In this blog, we will be testing Local File Inclusion (LFI) vulnerability on vulnerable application with OWASP CRS & CWAF Ruleset 1.127 (latest version).
Test Scenario
1. Testing LFI attack with OWASP CRS
Include the OWASP CRS on apache config:
Filename: REQUEST-930-APPLICATION-ATTACK-LFI
PARANOIA_LEVEL:1
Rule ID: 930100,930110,930120,930130
Test these following payloads on the xvwa vulnerable application for Local File Inclusion (LFI) attack.
/var/mail/www-data
/etc/network/* i.e /etc/network/interfaces
/etc/init/* i.e /etc/init/anacron.conf
As a result, OWASP CRS failed to block the user from accessing the above sensitive path or file, but it block almost ever major LFI attacks.Check the demo video to have clear understading.

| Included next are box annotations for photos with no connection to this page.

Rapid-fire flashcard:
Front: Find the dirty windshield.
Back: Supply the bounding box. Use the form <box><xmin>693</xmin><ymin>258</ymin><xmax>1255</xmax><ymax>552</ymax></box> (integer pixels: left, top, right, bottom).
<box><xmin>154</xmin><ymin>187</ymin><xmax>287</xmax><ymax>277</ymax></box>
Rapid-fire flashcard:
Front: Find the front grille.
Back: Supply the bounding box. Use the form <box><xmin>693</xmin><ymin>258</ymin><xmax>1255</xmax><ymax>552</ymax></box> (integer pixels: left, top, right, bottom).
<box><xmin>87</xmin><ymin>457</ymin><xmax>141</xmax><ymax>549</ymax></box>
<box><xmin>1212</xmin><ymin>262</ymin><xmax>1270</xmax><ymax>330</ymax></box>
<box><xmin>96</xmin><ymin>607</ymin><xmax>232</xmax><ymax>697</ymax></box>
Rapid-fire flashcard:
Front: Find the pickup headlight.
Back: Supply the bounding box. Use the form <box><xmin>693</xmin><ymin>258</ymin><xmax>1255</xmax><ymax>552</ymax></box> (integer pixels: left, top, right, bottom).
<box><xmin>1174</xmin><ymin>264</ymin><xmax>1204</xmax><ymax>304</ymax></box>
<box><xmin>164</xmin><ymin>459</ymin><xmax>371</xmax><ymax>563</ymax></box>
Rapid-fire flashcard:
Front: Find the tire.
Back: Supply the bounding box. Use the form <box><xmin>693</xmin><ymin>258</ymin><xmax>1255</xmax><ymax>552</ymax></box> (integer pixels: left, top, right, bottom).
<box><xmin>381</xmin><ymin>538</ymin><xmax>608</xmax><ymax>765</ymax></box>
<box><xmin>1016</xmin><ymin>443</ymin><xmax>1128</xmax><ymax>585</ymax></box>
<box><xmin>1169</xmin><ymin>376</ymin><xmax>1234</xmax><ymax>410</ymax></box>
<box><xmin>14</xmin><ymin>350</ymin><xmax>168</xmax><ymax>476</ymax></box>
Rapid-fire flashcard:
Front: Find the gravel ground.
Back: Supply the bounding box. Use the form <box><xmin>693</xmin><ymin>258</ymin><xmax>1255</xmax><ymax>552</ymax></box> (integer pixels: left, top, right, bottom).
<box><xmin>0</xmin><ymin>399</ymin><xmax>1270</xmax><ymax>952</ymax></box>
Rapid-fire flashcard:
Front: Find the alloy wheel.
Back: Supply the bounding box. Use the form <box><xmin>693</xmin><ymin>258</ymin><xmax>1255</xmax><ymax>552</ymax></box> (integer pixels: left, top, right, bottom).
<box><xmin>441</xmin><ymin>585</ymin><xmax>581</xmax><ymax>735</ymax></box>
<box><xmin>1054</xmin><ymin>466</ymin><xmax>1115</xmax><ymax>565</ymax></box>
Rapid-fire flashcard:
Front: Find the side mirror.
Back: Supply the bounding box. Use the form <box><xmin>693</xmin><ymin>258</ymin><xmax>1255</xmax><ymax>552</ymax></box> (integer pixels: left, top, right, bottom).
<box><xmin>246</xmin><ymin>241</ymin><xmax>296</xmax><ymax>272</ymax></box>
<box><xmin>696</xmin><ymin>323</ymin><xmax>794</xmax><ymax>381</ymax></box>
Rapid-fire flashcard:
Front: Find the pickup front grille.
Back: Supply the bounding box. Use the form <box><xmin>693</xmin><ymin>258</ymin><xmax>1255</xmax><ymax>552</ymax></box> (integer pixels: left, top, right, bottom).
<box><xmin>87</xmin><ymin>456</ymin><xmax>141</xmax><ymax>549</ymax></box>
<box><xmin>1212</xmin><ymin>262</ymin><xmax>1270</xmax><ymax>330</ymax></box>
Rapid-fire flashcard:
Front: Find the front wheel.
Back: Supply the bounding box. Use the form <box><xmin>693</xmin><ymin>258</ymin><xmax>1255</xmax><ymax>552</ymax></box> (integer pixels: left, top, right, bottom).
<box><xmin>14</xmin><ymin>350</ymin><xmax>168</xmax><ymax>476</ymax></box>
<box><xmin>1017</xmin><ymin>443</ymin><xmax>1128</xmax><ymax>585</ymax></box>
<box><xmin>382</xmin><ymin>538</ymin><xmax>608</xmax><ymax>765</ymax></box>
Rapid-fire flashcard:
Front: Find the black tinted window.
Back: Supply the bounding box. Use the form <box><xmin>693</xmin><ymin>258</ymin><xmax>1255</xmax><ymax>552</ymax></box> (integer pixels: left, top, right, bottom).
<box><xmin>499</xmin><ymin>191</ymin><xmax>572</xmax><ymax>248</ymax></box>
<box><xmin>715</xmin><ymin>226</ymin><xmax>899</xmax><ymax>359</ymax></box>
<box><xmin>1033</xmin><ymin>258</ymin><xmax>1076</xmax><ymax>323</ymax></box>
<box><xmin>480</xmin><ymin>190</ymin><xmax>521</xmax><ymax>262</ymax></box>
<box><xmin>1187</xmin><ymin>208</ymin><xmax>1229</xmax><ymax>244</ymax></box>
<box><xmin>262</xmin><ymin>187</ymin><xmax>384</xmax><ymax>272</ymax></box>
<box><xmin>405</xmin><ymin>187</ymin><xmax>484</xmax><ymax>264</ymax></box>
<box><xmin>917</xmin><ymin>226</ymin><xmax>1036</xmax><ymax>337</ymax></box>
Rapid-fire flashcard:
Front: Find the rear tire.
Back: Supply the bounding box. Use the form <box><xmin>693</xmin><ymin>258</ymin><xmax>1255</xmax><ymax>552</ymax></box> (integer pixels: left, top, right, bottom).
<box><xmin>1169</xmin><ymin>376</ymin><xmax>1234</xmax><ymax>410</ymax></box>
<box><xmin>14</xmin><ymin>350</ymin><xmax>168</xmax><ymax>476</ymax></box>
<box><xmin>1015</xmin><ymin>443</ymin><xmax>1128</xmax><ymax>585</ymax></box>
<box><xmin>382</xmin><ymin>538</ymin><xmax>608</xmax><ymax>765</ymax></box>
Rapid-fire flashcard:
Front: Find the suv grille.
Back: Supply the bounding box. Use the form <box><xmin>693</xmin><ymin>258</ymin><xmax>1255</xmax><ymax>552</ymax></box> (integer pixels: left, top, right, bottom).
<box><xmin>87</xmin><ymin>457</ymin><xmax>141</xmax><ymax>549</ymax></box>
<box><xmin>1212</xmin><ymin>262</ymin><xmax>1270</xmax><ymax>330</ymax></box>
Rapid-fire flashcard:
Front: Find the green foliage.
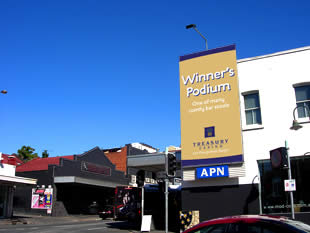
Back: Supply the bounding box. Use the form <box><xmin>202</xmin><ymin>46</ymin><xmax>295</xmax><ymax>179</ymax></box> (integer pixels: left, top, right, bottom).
<box><xmin>17</xmin><ymin>146</ymin><xmax>39</xmax><ymax>162</ymax></box>
<box><xmin>42</xmin><ymin>150</ymin><xmax>49</xmax><ymax>158</ymax></box>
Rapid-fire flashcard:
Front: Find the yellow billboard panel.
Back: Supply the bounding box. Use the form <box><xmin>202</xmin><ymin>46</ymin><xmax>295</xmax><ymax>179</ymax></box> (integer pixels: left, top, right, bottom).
<box><xmin>179</xmin><ymin>45</ymin><xmax>243</xmax><ymax>167</ymax></box>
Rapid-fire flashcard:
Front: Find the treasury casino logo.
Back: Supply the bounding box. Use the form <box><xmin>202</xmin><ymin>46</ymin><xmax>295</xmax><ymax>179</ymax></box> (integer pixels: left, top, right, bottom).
<box><xmin>193</xmin><ymin>126</ymin><xmax>228</xmax><ymax>150</ymax></box>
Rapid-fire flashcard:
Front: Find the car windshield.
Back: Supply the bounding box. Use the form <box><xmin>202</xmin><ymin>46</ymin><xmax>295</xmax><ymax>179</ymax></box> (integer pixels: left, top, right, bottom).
<box><xmin>284</xmin><ymin>220</ymin><xmax>310</xmax><ymax>233</ymax></box>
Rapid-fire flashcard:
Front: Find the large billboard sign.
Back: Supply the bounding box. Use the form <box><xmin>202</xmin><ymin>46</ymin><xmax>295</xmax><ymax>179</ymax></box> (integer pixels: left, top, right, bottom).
<box><xmin>179</xmin><ymin>45</ymin><xmax>243</xmax><ymax>167</ymax></box>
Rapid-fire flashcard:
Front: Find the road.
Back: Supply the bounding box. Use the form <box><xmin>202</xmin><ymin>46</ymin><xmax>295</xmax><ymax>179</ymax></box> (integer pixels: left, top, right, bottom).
<box><xmin>0</xmin><ymin>221</ymin><xmax>139</xmax><ymax>233</ymax></box>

2. Testing LFI attack on CWAF Ruleset:
Include the CWAF ruleset on apache config:
Test these following payloads on the xvwa vulnerable application for Local File Inclusion (LFI) attack.
/var/mail/www-data
/usr/share/apache2/* i.e /usr/share/apache2/build/config.nice
/usr/share/php5/mysql/mysql.ini
As a resut, CWAF failed to block the user from accessing the above sensitive path or file, but it block all other LFI attack on application and it show FP on LFI payloads. Check the demo video to have clear understading.